Whatever happens, I shall keep my apartments at Croisset. That will be my refuge, and perhaps even my only habitation. Paris hardly attracts me any longer. In a little while I shall have no more friends there. The human being (the eternal feminine included) amuses me less and less.
Do you know that my poor Theo is very ill? He is dying from boredom and misery. No one speaks his language anymore! We are like fossils who subsist astray in a new world.
CCXXVI. TO GUSTAVE FLAUBERT Nohant, 18 May, 1872
Dear friend of my heart, your inability does not disturb me at all, on the contrary. I have the grippe and the prostration that follows it. I cannot go to Paris for a week yet, and shall be there during the first part of June. My little ones are both in the sheepfold. I have taken good care of and cured the eldest, who is strong. The other is very tired, and the trip did not prevent the whooping- cough. For my part, I have worked very hard in caring for my dear one, and as soon as my task was over, as soon as I saw my dear world reunited and well again, I collapsed. It will be nothing, but I have not the strength to write. I embrace you, and I count on seeing you soon.
G. Sand
CCXXVII. TO GUSTAVE FLAUBERT Paris, Monday, 3 June, 1872, Rue Gay Lussac, 5
I am in Paris, and for all this week, in the horror of personal business. But next week will you come? I should like to go to see you in Croisset, but I do not know if I can. I have taken Aurore's whooping-cough, and, at my age, it is severe. I am, however, better, but hardly able to go about. Write me a line, so I can reserve the hours that you can give me. I embrace you, as I love you, with a full heart.
G. Sand
CCXXVIII. TO GEORGE SAND 1872
The hours that I could give you, dear Master! Why, all the hours, now, by and by, and forever.

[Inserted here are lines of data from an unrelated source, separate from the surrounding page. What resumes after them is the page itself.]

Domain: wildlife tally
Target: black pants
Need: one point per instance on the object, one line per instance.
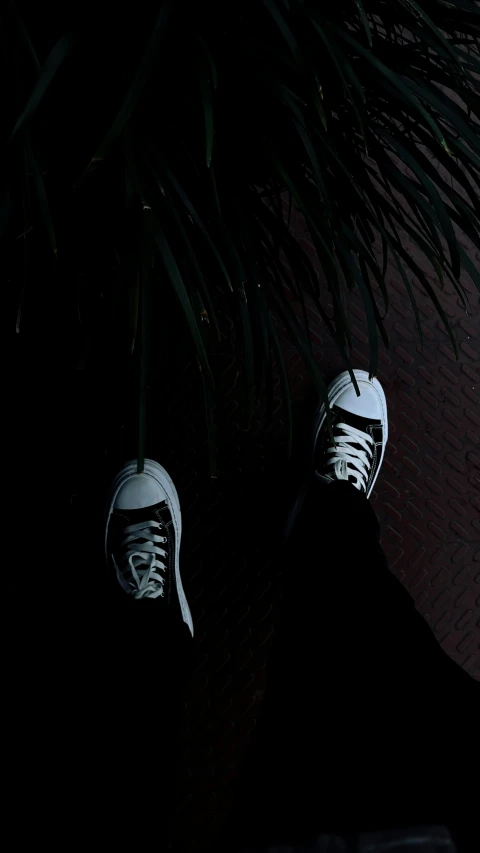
(366, 724)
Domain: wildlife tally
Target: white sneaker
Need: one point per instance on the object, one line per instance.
(360, 430)
(143, 533)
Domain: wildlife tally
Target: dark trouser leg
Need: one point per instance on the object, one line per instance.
(367, 723)
(95, 709)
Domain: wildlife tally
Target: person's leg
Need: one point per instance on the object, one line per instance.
(97, 696)
(363, 710)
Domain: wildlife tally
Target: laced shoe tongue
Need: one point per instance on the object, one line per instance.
(341, 470)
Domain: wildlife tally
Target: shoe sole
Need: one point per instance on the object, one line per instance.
(334, 390)
(159, 474)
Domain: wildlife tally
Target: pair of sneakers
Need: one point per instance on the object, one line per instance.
(144, 522)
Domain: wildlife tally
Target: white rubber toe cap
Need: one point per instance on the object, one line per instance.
(139, 491)
(368, 405)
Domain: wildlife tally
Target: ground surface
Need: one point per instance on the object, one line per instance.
(427, 499)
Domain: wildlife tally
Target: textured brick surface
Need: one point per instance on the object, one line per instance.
(427, 499)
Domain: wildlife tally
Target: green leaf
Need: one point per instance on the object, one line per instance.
(282, 26)
(433, 194)
(42, 196)
(134, 92)
(54, 60)
(206, 93)
(248, 344)
(364, 20)
(212, 451)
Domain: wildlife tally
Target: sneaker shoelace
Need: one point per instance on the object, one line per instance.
(351, 456)
(142, 561)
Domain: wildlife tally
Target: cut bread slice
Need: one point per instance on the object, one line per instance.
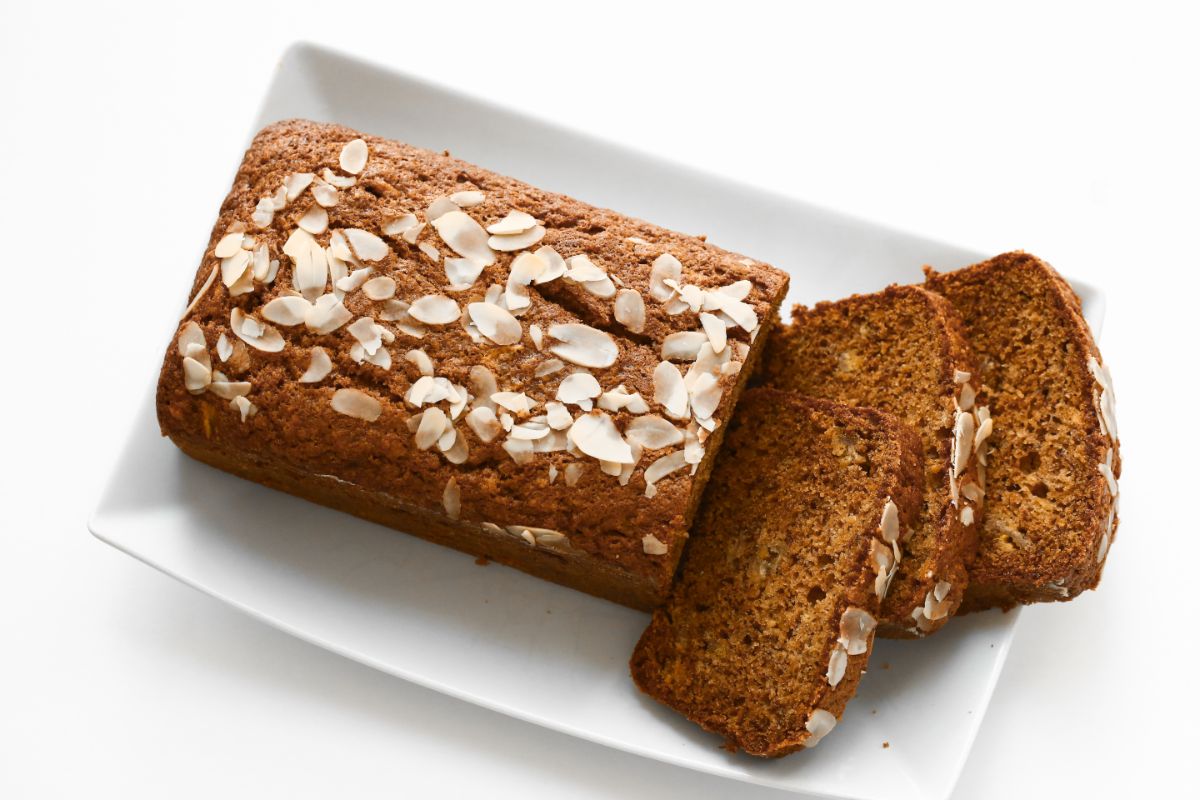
(771, 619)
(1053, 458)
(901, 350)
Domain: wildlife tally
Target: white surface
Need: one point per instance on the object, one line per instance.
(1069, 132)
(427, 614)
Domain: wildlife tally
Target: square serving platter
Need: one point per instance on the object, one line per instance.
(493, 636)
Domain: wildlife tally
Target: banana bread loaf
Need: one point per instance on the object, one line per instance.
(442, 349)
(771, 620)
(1053, 461)
(901, 350)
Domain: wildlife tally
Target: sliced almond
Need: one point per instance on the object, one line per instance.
(353, 157)
(315, 220)
(653, 546)
(468, 198)
(366, 245)
(465, 236)
(583, 346)
(287, 311)
(517, 241)
(451, 499)
(228, 246)
(319, 366)
(665, 268)
(670, 390)
(597, 435)
(653, 432)
(579, 389)
(357, 403)
(435, 310)
(483, 421)
(515, 222)
(629, 310)
(495, 323)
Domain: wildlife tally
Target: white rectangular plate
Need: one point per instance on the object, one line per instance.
(495, 636)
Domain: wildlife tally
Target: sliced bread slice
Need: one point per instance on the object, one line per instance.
(901, 350)
(771, 620)
(1053, 461)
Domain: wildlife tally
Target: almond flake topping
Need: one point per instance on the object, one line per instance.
(653, 546)
(397, 226)
(579, 389)
(421, 360)
(327, 314)
(964, 439)
(516, 241)
(315, 220)
(889, 524)
(287, 311)
(670, 390)
(629, 310)
(465, 236)
(525, 270)
(715, 330)
(595, 434)
(515, 402)
(381, 288)
(451, 499)
(683, 346)
(819, 726)
(461, 272)
(295, 184)
(438, 206)
(225, 348)
(495, 323)
(516, 222)
(583, 346)
(856, 631)
(467, 199)
(652, 432)
(358, 404)
(353, 157)
(366, 245)
(253, 332)
(229, 245)
(556, 266)
(433, 425)
(319, 366)
(204, 287)
(435, 310)
(661, 468)
(665, 268)
(483, 421)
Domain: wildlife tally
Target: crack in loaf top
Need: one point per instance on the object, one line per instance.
(465, 341)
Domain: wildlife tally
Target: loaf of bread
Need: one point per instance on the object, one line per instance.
(1053, 459)
(772, 618)
(427, 344)
(901, 350)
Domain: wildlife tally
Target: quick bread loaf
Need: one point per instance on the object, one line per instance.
(421, 342)
(773, 614)
(901, 350)
(1053, 461)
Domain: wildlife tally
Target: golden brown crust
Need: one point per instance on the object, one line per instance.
(297, 433)
(899, 350)
(1047, 527)
(778, 555)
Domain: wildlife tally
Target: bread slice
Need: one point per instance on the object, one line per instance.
(1053, 458)
(901, 350)
(771, 620)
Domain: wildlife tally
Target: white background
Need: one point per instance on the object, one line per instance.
(1068, 132)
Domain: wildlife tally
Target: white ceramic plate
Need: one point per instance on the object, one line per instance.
(497, 637)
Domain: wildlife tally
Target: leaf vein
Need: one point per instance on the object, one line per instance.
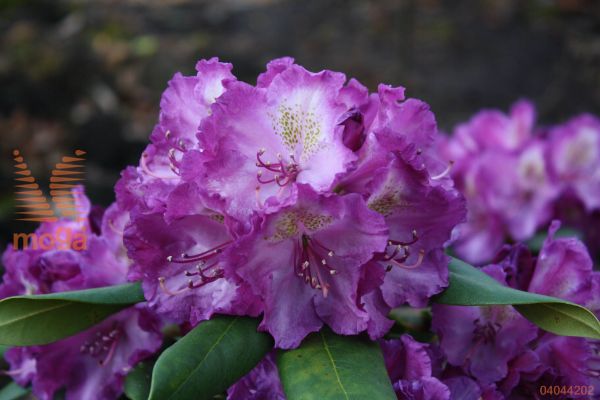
(337, 376)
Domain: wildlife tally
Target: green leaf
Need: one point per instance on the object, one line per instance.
(137, 383)
(41, 319)
(329, 366)
(536, 242)
(12, 391)
(209, 359)
(470, 286)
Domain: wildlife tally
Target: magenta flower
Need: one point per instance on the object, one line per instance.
(260, 142)
(482, 340)
(181, 262)
(511, 201)
(183, 105)
(410, 369)
(91, 364)
(575, 158)
(296, 197)
(305, 262)
(262, 383)
(497, 347)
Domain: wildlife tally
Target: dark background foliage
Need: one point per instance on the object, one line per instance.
(89, 74)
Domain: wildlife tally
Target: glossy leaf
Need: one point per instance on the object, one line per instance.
(41, 319)
(12, 391)
(137, 383)
(471, 287)
(209, 359)
(329, 366)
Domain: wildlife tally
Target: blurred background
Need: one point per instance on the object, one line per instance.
(89, 74)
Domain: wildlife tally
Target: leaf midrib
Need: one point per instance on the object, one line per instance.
(219, 339)
(559, 311)
(337, 376)
(22, 317)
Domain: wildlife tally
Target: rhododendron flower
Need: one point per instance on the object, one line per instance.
(305, 261)
(181, 262)
(298, 195)
(262, 383)
(482, 340)
(575, 158)
(501, 167)
(260, 142)
(496, 346)
(183, 105)
(410, 369)
(91, 364)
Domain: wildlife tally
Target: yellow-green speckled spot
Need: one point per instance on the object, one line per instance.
(297, 126)
(335, 367)
(288, 224)
(220, 218)
(387, 202)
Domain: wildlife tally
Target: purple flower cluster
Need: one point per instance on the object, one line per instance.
(303, 198)
(307, 201)
(93, 363)
(517, 177)
(494, 352)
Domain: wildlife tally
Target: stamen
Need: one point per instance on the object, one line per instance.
(144, 166)
(416, 264)
(185, 258)
(114, 228)
(111, 351)
(444, 172)
(161, 281)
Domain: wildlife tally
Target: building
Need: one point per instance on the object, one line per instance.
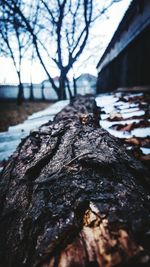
(126, 60)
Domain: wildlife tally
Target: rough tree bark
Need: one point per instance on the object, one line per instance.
(71, 196)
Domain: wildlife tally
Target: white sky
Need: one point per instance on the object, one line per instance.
(106, 29)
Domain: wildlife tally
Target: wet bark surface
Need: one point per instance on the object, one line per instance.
(71, 196)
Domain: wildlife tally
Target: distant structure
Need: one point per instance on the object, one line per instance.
(126, 60)
(86, 84)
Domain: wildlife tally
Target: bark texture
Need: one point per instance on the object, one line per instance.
(71, 196)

I am planning to go to Paris at the end of next week, the 14th or the 16th. Shall you be there still? If not, I shall go earlier.
But I should like it much better if you came here. We should be quieter, without callers or intruders! More than ever, I should like to have you now in my poor Croisset.
It seems to me that we have enough to talk about without stopping for twenty-four hours. Then I would read you Saint-Antoine, which lacks only about fifteen pages of being finished. However, don't come if your cough continues. I should be afraid that the dampness would hurt you.